Ne vous inquiétez pas, je ne regrette pas le temps du bâillon et du bâton. Je veux encore moins déprécier les vertus de la liberté d'expression et de création. Je crois par contre qu'il n'est pas inutile de se demander si l'utilisation qu'on en fait est à la hauteur des sacrifices des gens qui sont allés la chercher, corps et âme.

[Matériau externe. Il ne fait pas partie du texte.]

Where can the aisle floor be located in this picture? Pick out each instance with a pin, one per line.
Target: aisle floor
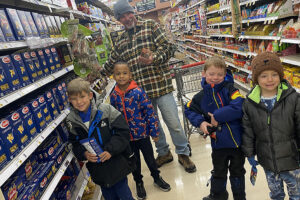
(186, 186)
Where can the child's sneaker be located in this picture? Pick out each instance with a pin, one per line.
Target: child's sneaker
(161, 184)
(140, 191)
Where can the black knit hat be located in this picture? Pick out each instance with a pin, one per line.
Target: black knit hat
(266, 61)
(122, 7)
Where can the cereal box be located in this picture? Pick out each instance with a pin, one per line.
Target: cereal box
(36, 62)
(15, 23)
(52, 106)
(19, 129)
(43, 63)
(44, 109)
(39, 25)
(49, 25)
(5, 26)
(29, 121)
(55, 58)
(30, 66)
(4, 157)
(21, 69)
(11, 73)
(10, 140)
(32, 25)
(38, 116)
(5, 87)
(2, 38)
(25, 23)
(49, 60)
(56, 29)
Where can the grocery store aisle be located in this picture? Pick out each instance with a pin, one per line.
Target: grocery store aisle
(187, 186)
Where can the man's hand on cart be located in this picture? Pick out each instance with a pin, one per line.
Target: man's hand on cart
(213, 121)
(146, 57)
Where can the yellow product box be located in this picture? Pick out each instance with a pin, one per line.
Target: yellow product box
(296, 80)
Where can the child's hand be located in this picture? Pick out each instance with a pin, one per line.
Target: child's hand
(155, 139)
(91, 157)
(213, 120)
(105, 156)
(203, 127)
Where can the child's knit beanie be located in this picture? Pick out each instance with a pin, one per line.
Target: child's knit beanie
(266, 61)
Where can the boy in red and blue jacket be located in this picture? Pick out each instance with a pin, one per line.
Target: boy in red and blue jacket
(134, 104)
(219, 105)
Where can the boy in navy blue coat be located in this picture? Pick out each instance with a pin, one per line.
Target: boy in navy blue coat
(219, 105)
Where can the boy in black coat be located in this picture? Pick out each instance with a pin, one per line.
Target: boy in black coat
(90, 118)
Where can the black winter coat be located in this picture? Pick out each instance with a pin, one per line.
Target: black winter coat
(274, 136)
(115, 136)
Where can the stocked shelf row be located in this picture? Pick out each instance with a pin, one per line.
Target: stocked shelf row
(14, 164)
(34, 86)
(60, 172)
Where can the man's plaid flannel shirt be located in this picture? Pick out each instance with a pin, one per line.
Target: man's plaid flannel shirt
(155, 79)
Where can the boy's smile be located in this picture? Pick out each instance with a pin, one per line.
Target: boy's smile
(81, 101)
(268, 81)
(122, 75)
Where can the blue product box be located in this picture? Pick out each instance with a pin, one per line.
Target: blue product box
(49, 25)
(34, 30)
(11, 73)
(38, 24)
(44, 109)
(5, 87)
(30, 67)
(18, 129)
(15, 23)
(2, 38)
(52, 106)
(29, 121)
(4, 157)
(63, 132)
(43, 63)
(38, 116)
(5, 26)
(21, 69)
(55, 58)
(37, 64)
(25, 23)
(10, 140)
(45, 27)
(13, 187)
(49, 60)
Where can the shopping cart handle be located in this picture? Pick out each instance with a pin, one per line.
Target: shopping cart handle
(192, 65)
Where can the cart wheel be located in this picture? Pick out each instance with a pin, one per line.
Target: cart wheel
(190, 148)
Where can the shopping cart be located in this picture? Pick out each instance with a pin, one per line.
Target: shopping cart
(188, 80)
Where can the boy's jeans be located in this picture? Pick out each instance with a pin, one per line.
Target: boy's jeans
(169, 112)
(275, 183)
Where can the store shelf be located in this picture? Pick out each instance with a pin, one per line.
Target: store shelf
(60, 172)
(250, 2)
(239, 68)
(4, 46)
(292, 59)
(259, 37)
(29, 88)
(222, 35)
(291, 41)
(80, 184)
(14, 164)
(242, 85)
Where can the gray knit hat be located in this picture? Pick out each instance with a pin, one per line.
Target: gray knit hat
(121, 7)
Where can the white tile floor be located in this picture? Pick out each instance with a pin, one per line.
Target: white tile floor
(186, 186)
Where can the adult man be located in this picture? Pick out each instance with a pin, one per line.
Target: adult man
(145, 48)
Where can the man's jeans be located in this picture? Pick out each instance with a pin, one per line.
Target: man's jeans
(169, 112)
(275, 183)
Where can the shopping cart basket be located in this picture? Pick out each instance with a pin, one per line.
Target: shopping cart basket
(188, 80)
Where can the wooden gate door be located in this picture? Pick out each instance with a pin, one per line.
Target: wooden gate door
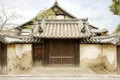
(3, 58)
(38, 54)
(61, 52)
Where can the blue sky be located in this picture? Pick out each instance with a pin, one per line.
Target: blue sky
(97, 11)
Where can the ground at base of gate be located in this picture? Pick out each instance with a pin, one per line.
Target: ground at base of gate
(61, 71)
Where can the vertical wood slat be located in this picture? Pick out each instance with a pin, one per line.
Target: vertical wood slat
(63, 52)
(38, 53)
(3, 58)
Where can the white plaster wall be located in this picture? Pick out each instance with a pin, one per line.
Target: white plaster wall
(90, 54)
(110, 57)
(98, 55)
(19, 57)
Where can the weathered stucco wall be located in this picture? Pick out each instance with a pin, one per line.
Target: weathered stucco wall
(19, 57)
(109, 57)
(98, 55)
(90, 55)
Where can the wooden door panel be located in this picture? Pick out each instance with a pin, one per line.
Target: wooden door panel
(38, 53)
(61, 52)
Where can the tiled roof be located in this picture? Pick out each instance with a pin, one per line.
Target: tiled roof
(18, 39)
(113, 39)
(61, 29)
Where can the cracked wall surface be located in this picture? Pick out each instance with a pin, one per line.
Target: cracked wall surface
(98, 55)
(19, 57)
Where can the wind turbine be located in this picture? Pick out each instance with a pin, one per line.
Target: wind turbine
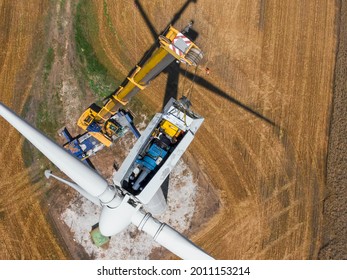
(119, 208)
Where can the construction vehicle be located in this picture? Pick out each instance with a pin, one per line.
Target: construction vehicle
(104, 125)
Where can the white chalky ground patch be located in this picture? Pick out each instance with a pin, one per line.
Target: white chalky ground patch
(81, 215)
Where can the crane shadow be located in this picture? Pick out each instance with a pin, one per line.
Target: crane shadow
(173, 71)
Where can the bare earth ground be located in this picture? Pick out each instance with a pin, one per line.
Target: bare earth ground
(263, 146)
(25, 232)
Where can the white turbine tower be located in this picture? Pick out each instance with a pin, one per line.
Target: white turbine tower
(118, 210)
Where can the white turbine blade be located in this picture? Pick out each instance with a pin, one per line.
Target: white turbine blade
(169, 237)
(76, 187)
(84, 176)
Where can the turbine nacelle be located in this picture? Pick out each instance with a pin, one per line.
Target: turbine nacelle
(118, 210)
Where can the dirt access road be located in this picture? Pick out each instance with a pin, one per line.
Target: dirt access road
(267, 104)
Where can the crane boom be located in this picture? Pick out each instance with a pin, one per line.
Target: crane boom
(104, 125)
(100, 122)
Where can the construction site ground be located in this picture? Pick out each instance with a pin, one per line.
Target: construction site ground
(270, 157)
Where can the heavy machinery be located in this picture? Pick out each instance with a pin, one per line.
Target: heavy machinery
(104, 125)
(122, 203)
(137, 183)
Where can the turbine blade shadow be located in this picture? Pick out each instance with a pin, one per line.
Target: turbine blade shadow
(212, 88)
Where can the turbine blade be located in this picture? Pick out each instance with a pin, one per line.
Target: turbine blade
(84, 176)
(169, 237)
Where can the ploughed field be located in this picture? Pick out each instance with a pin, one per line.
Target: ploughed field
(267, 103)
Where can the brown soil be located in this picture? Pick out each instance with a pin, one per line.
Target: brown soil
(270, 186)
(334, 242)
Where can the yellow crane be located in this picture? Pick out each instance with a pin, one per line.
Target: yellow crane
(103, 123)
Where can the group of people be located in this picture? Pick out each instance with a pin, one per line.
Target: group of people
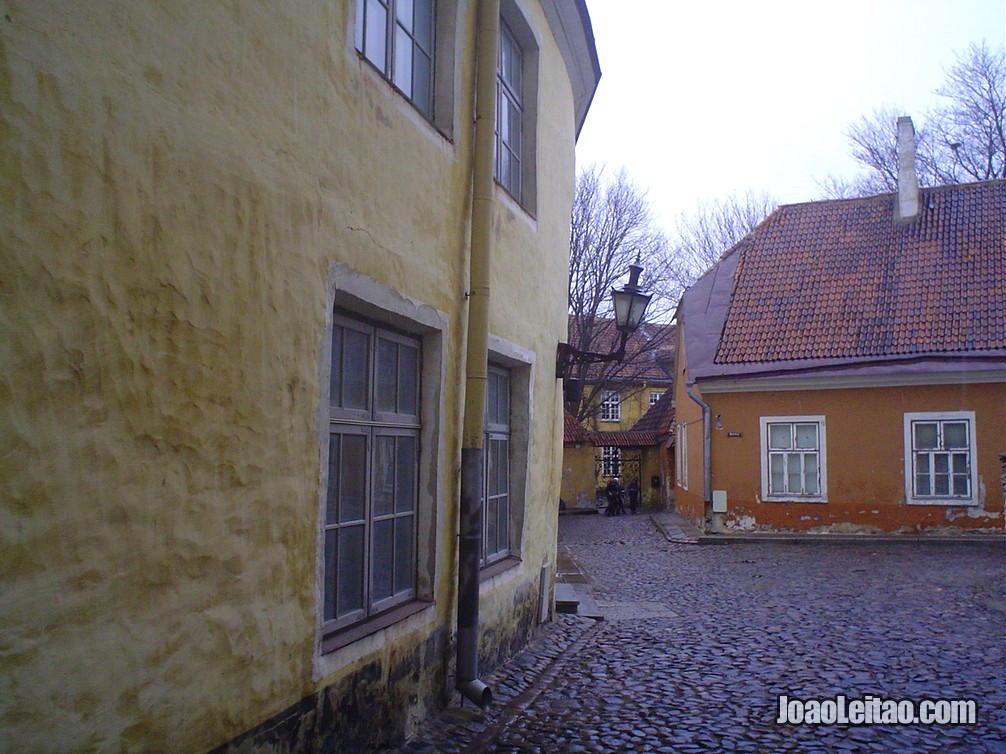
(615, 495)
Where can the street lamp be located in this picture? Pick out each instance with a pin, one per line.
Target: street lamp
(630, 305)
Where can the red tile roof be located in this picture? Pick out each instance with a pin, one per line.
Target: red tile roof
(625, 439)
(659, 418)
(842, 279)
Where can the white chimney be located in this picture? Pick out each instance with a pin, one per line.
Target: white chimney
(907, 181)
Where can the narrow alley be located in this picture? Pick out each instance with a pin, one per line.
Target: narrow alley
(697, 643)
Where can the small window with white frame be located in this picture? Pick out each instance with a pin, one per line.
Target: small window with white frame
(940, 457)
(396, 36)
(611, 460)
(794, 466)
(496, 496)
(611, 405)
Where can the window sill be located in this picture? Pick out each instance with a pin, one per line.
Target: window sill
(944, 502)
(379, 622)
(500, 566)
(814, 501)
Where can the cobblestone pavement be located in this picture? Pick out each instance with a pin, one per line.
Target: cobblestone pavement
(698, 641)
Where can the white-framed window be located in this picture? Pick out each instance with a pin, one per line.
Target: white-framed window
(516, 107)
(373, 448)
(397, 36)
(611, 460)
(611, 405)
(496, 495)
(681, 455)
(941, 458)
(794, 458)
(509, 112)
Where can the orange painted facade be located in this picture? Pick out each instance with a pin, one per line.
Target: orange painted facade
(864, 459)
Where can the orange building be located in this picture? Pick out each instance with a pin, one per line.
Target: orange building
(843, 369)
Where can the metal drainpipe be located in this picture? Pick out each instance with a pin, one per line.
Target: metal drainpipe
(706, 444)
(470, 519)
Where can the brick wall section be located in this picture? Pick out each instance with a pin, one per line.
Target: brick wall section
(1002, 458)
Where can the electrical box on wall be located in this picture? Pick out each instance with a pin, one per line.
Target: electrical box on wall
(719, 501)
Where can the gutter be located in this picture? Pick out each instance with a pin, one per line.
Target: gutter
(706, 443)
(477, 357)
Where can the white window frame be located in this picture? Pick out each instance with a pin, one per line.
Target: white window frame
(497, 434)
(909, 458)
(681, 455)
(397, 35)
(611, 405)
(374, 425)
(522, 188)
(822, 496)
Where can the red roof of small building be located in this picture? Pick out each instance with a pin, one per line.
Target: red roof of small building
(843, 288)
(844, 279)
(625, 439)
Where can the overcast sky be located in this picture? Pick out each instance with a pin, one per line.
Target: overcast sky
(702, 99)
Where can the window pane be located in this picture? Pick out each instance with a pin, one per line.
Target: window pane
(780, 436)
(352, 470)
(354, 369)
(350, 576)
(955, 434)
(376, 34)
(961, 485)
(490, 527)
(941, 484)
(403, 12)
(513, 126)
(425, 24)
(794, 473)
(408, 380)
(403, 559)
(404, 498)
(811, 486)
(514, 185)
(360, 11)
(331, 555)
(402, 60)
(422, 83)
(503, 527)
(335, 379)
(383, 494)
(777, 474)
(807, 435)
(332, 507)
(387, 375)
(383, 560)
(926, 435)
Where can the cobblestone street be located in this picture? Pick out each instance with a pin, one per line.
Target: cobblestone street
(697, 642)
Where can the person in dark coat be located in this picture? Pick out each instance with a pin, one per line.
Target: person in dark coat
(633, 491)
(614, 494)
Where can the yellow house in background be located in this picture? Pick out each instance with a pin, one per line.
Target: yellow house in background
(607, 442)
(234, 322)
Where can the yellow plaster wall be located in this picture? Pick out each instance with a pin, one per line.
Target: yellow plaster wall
(177, 180)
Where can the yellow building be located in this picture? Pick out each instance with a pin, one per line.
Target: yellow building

Des photographies violentes pour réveiller les consciences

Au mois d'août dernier, cette photographie d'un enfant syrien ensanglanté assis dans une ambulance à Alep a choqué le monde. Il est devenu le dernier de beaucoup trop d'images pour symboliser les horreurs de la guerre civile. Omran Daqneesh, un garçon de cinq ans, est couvert de la tête aux pieds d'une couche de poussière après avoir été sauvé des décombres suite à un raid aérien dans un quartier rebelle. Cela rappelle la photographie traumatisante d'un petit garçon syrien retrouvé mort noyé sur la plage d'une île grecque.

Ces images ont bouleversé les consciences sur le drame des réfugiés, mais ont également soulevé des questions sur l'éthique des journalistes. Fallait-il ou non publier ces photos?

Tandis que beaucoup occidentaux sont devenus anesthésiés aux souffrances du peuple syrien, les photographies d'enfants victimes de la guerre touchent encore une corde sensible en Occident.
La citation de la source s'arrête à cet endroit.